"It was Grace who driving pass Agueke on her way back,would become haunted by the image of a destroyed village and would go to London and to Paris and to Onicha,sifting through moldy files in archives,reimagining the lives and smell of her grandmother's world for the book she would write.................................But that day as she sat at her grandmother's bedside in the fading evening light,Grace was not contemplating her future.she simply held her grandmother's hand,the palm thickened from making pottery."
This short story totally caught my attention,its one of the stories in the Famous "Chimamanda Ngozi Adichie" book THE THING AROUND YOUR NECK". You should also read AMERICANAH. I know some people who thinks that the Feminist movement was brought to African women by the western world,but this story made me realise it has always been in Existence in the African setting.
African feminism owes its origin to different dynamics than those that generated Western feminism. It has largely been shaped by African Women’s resistance to Western hegemony and its legacy within African culture…it does not grow out of bourgeois individualism and the patriarchal control over women within capitalist industrializing societies… The debates in many Western countries about essentialism, the female body, and radical feminism are not characteristic of the new African feminism. Rather the slowly emerging African feminism is distinctively heterosexual, pro-natal, and concerned with many “bread, butter, culture, and power” issues (Mikell, Gwendolyn. “Introduction”, in Mikell, G. ed. African Feminism: The Politics of Survival in Sub-Saharan Africa. Philadelphia: University of Pennsylvania Press.: 1997).

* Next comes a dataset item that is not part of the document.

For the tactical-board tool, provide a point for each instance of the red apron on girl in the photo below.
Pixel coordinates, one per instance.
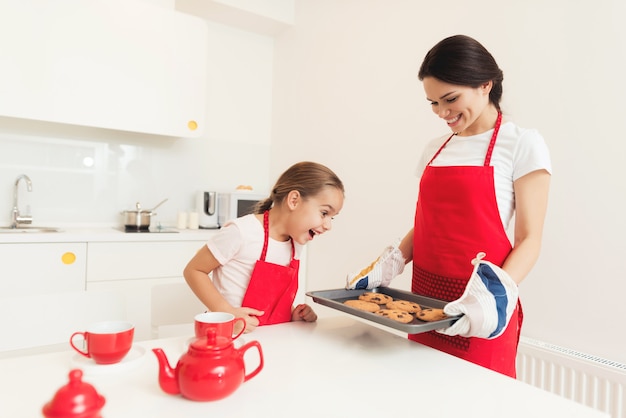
(456, 218)
(272, 287)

African Feminism is all about the struggle to remain relevant in the society,to keep being strong, to not be cheated upon by the society or family members,to not take the sole blamed for the ill in the society.according to Rudo B. Gaidzanwa,In Africa, modern feminism is rather complex. It has many manifestations and expressions, and so it is not possible to refer to a single ‘African feminism’. One strand – active in the academic arena and reacting to the devaluation and misrepresentations of various African cultures and traditions by colonialists – focused on re-capturing and re-valorising African traditions and cultures.
According to the short story,As much as Nwamgba loved that her child was trained by the colonial masters,she also hoped he never forgot his roots. It saddened her heart to see that her son whom she thought would regard his roots didn't accept it as the best way for him to thread upon but what an irony life is,his own daughter Afemefuna "Grace" took so much interest in the path her father ignored. All thanks, her grandmother was still alive to relieve all the necessary histoire. In this story, both the grandmother and granddaughter had their share of life,the pain,hurt,tears,love, joy etc.One thing aligned their minds and it was the joy they derived in valorising their culture (the potter and writer),being creators in their little way.
I would have no better Title for this story,because of the perseverance I read in every sentence of the story.and for those that do not know what African feminism is all about, I hope you get enlightened.